I have to show that $f(x)=\sin(x^2)$ is integrable on $[1, \infty[$. This is French terminology, so "intégrable" specifically means that the integral of $|f|$ exists.
The only method I know is to compare it to functions of the form $\frac{1}{x^\alpha}$, but it's not eventually smaller or larger than any of these. I can't imagine how it could be asymptotically equivalent to anything useful either, seeing as it oscillates like crazy.
If you mean that $$ \lim_{N\to\infty}\int_0^N\sin(x^2)\,\mathrm{d}x $$ exists, then change variables $x\mapsto\sqrt{x}$ and integrate by parts: $$ \begin{align} &\lim_{N\to\infty}\int_0^N\sin(x^2)\,\mathrm{d}x\\ &=\int_0^1\sin(x^2)\,\mathrm{d}x +\lim_{N\to\infty}\frac12\int_1^{N^2}\frac{\sin(x)}{x^{1/2}}\,\mathrm{d}x\\ &=\int_0^1\sin(x^2)\,\mathrm{d}x +\lim_{N\to\infty}\frac12\left[\frac{1-\cos(x)}{x^{1/2}}\right]_1^{N^2} +\lim_{N\to\infty}\frac14\int_1^{N^2}\frac{1-\cos(x)}{x^{3/2}}\,\mathrm{d}x\\ \end{align} $$ Now each piece has a limit as $N\to\infty$ since $$ \int_0^1\sin(x^2)\,\mathrm{d}x $$ is constant $$ \lim_{N\to\infty}\frac12\left[\frac{1-\cos(x)}{x^{1/2}}\right]_1^{N^2}=\frac{\cos(1)-1}2 $$ and $$ \left|\frac{1-\cos(x)}{x^{3/2}}\right|\le\frac2{x^{3/2}} $$ which is integrable over $[1,\infty]$ since $\frac32\gt1$.
Your function is not Lebesgue integrable.
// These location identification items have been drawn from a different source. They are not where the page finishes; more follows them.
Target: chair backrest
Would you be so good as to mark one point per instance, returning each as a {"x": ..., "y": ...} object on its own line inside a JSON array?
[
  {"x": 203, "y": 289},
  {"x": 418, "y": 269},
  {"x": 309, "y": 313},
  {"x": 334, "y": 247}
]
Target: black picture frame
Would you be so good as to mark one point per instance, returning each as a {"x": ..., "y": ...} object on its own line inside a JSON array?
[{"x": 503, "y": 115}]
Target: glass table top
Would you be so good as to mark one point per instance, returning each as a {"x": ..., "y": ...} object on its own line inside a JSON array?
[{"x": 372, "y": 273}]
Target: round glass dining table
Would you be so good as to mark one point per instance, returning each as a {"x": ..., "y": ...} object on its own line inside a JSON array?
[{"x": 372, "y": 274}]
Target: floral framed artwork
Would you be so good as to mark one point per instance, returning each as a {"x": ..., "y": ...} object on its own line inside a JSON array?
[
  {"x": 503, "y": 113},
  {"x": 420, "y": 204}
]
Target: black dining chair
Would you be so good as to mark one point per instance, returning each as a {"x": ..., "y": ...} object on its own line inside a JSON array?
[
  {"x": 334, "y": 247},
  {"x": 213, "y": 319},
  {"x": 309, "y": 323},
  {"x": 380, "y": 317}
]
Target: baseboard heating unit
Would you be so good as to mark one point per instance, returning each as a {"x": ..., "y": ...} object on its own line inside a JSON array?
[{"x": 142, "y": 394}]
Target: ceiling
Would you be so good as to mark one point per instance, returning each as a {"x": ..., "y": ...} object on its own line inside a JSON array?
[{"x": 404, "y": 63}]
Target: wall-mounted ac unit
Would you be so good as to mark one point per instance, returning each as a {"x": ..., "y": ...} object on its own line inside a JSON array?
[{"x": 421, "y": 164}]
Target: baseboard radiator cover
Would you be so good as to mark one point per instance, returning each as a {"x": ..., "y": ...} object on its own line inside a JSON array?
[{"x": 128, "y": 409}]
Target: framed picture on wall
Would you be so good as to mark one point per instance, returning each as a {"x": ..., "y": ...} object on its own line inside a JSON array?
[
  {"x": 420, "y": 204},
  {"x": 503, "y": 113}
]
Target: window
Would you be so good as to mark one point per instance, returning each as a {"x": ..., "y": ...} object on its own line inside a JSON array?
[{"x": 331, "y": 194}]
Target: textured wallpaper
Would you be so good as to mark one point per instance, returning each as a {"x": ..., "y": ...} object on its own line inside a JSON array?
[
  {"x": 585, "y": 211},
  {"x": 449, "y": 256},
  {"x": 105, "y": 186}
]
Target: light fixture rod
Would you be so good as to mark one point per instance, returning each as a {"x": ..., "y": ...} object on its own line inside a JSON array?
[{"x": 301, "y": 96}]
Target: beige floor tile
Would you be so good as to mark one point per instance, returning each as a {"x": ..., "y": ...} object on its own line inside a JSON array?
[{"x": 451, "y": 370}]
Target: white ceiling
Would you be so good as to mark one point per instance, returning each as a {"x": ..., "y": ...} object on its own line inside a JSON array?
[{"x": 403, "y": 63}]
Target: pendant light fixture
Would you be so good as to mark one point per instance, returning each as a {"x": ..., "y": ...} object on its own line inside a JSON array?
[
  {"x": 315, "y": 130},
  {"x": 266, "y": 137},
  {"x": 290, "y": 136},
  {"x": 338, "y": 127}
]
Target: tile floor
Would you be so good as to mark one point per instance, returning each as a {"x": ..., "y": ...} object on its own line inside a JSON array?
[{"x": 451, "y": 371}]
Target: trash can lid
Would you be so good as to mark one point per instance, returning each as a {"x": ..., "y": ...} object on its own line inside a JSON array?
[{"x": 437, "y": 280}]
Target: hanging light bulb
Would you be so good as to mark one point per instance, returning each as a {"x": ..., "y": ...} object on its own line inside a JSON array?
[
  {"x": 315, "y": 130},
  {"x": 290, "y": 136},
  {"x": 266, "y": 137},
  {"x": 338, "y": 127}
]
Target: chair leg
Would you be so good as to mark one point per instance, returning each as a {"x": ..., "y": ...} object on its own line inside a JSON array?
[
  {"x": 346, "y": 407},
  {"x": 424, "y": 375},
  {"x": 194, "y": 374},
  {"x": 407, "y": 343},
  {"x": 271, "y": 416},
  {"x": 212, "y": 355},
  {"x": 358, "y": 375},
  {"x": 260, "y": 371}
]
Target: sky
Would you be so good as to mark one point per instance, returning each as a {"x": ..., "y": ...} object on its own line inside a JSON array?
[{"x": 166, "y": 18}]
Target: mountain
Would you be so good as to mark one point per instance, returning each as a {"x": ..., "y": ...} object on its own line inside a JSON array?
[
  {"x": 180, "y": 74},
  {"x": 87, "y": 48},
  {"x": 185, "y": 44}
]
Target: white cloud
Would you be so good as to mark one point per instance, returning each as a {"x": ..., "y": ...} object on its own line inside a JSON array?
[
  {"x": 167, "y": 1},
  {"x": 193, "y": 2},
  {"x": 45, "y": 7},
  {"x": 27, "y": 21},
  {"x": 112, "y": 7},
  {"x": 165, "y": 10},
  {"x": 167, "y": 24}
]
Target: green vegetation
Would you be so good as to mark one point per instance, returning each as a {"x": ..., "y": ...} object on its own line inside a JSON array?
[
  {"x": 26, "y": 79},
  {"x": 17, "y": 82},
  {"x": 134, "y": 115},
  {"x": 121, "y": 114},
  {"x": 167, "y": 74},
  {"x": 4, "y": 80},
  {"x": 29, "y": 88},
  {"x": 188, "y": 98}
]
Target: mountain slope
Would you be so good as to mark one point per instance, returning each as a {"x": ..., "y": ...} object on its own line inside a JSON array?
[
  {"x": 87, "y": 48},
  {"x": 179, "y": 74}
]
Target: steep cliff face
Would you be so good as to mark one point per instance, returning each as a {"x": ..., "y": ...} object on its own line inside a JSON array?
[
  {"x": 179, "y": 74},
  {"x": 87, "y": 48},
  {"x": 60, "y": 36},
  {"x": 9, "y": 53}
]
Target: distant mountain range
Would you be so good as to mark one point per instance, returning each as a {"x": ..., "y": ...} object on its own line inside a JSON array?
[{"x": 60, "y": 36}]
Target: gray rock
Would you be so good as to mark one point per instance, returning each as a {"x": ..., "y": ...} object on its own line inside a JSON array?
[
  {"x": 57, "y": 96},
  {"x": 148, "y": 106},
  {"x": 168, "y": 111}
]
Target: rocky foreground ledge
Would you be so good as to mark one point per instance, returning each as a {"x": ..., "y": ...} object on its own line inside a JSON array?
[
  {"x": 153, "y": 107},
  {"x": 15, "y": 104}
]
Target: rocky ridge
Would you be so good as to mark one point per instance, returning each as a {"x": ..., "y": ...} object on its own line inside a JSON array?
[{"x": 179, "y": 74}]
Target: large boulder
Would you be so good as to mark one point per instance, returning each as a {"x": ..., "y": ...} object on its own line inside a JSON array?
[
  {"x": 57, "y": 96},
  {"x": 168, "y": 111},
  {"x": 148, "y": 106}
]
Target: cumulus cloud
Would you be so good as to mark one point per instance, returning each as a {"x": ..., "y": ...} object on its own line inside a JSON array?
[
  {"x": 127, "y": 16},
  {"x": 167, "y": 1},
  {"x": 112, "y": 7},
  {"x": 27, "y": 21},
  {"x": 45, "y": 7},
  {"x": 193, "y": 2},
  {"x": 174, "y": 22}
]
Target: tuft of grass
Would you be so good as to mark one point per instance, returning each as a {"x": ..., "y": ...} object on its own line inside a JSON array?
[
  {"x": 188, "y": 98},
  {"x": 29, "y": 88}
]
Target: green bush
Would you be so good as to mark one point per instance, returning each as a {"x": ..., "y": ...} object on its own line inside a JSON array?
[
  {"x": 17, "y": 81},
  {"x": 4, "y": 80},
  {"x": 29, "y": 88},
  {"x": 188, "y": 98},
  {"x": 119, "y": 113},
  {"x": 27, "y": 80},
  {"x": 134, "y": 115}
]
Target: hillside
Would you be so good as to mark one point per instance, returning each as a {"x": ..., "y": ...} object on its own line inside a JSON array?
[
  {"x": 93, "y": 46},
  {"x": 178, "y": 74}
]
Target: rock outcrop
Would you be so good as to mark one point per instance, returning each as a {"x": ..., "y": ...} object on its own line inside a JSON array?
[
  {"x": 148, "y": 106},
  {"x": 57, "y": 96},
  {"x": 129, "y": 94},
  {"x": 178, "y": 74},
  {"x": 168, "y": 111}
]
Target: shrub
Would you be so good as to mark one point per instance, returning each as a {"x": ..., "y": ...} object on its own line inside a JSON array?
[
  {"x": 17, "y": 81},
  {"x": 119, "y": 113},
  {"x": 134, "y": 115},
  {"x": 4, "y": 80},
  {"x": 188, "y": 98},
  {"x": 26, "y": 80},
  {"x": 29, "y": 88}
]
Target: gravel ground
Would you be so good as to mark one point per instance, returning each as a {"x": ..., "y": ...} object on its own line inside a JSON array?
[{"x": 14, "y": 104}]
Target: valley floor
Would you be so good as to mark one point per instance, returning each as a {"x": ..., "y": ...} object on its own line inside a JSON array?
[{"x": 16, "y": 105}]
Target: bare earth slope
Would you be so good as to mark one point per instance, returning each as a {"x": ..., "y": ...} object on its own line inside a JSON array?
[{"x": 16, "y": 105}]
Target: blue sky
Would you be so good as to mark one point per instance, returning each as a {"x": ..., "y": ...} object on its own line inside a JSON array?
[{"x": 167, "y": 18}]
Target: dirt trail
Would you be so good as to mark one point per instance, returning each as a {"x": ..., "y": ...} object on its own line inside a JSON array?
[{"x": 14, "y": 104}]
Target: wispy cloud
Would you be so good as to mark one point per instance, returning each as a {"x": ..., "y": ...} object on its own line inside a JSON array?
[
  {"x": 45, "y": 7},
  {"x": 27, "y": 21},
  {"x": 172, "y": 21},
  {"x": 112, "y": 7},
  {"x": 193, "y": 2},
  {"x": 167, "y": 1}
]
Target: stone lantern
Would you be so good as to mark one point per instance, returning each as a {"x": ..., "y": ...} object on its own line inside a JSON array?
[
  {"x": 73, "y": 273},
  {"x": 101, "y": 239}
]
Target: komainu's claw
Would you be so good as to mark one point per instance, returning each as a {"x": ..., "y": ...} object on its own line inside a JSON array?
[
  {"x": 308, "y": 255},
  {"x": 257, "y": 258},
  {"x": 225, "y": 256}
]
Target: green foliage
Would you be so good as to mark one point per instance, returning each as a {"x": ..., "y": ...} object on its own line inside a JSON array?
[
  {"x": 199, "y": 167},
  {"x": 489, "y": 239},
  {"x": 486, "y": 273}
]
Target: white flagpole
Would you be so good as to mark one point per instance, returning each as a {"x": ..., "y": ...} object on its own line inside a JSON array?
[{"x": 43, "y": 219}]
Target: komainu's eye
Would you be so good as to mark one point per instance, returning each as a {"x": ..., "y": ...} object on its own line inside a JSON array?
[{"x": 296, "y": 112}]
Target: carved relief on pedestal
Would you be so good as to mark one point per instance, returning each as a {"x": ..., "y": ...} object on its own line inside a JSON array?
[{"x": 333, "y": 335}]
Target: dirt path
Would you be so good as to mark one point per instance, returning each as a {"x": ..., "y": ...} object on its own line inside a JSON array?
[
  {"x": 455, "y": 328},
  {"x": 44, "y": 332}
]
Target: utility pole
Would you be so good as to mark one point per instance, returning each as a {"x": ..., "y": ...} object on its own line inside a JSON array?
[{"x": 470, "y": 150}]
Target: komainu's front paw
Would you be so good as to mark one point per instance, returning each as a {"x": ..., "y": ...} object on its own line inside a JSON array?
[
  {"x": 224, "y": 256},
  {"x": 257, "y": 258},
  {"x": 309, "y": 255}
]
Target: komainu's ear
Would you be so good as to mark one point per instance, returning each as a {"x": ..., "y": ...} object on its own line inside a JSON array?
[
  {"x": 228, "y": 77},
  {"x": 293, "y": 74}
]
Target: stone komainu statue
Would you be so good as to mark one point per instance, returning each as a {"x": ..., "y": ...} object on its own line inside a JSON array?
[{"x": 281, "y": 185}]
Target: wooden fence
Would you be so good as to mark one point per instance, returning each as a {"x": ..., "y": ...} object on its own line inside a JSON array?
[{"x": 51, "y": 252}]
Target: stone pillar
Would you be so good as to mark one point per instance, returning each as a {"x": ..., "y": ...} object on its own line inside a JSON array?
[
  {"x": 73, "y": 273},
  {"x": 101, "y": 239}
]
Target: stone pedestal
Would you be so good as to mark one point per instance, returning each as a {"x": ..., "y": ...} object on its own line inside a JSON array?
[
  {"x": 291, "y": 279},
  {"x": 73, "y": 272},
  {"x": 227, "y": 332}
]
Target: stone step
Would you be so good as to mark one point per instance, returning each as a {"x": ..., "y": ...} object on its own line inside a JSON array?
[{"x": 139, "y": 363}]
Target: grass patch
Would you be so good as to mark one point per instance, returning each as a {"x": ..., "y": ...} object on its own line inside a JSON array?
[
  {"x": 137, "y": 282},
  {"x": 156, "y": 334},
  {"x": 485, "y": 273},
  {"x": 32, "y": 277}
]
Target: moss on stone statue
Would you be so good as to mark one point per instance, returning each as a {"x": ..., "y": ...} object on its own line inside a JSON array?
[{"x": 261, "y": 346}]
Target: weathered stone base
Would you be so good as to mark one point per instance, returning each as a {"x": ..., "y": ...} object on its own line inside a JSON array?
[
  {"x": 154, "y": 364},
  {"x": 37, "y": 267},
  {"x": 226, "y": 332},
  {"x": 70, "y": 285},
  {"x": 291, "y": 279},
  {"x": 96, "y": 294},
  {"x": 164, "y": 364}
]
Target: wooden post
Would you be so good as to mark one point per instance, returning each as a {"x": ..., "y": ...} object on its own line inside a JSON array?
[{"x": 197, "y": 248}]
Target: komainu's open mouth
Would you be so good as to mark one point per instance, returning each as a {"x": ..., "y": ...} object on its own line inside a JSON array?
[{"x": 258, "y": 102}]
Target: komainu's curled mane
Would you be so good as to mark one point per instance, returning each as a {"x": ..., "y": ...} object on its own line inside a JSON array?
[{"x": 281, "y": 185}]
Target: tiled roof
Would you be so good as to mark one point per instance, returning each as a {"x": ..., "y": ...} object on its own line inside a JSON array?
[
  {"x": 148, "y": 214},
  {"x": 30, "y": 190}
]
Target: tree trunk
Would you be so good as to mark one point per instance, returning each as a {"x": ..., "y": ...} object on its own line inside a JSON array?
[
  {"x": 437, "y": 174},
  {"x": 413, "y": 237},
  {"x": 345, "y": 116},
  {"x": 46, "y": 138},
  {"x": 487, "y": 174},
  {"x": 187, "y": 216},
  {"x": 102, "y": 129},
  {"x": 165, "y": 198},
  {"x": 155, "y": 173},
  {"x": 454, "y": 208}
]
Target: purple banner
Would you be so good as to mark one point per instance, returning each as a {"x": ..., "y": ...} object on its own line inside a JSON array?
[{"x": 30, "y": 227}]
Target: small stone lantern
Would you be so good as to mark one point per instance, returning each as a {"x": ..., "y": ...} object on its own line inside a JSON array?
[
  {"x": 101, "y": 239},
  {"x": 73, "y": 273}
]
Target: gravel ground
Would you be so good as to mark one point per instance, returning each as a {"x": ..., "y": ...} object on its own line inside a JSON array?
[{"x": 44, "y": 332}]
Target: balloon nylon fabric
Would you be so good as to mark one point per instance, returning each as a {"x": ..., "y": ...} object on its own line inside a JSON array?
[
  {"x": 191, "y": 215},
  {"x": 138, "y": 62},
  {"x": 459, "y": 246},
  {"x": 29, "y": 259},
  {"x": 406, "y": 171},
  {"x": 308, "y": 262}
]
As I commented, the absolute value is not integrable. By $u=x^2$ we get $$\int_1^\infty \frac{|\sin u|}{2\sqrt u}du$$
Now, consider $f(u)=\frac{1}{4\sqrt u}$. Our integrand is red, this last function is blue. We know that $$\int_1^\infty \frac{du}{\sqrt u}$$ diverges. From the graph, we can see that $$\int_1^\infty \frac{|\sin u|}{2\sqrt u}du> \int_1^\infty \frac{1}{4\sqrt u}du$$ by comparing the size of the red and green triangles. Thus this integral diverges.
(I guess one can make this rigorous, but I think the argument is clear and convincing.)
ADD The intersection with the $x$-axis are the points $x=\pi k$, i.e. the zeroes of $\sin x$. Solving for the extrema (i.e. using derivatives) gives $\tan x=2x$. These points behave asymtotically like $x=\frac \pi 2+\pi k$. Finally, the intersection of the blue graph with the red graph is given by $|\sin x|=\dfrac 1 4$, thus I don't see it impossible to estimate accurately the areas of the triangles in question.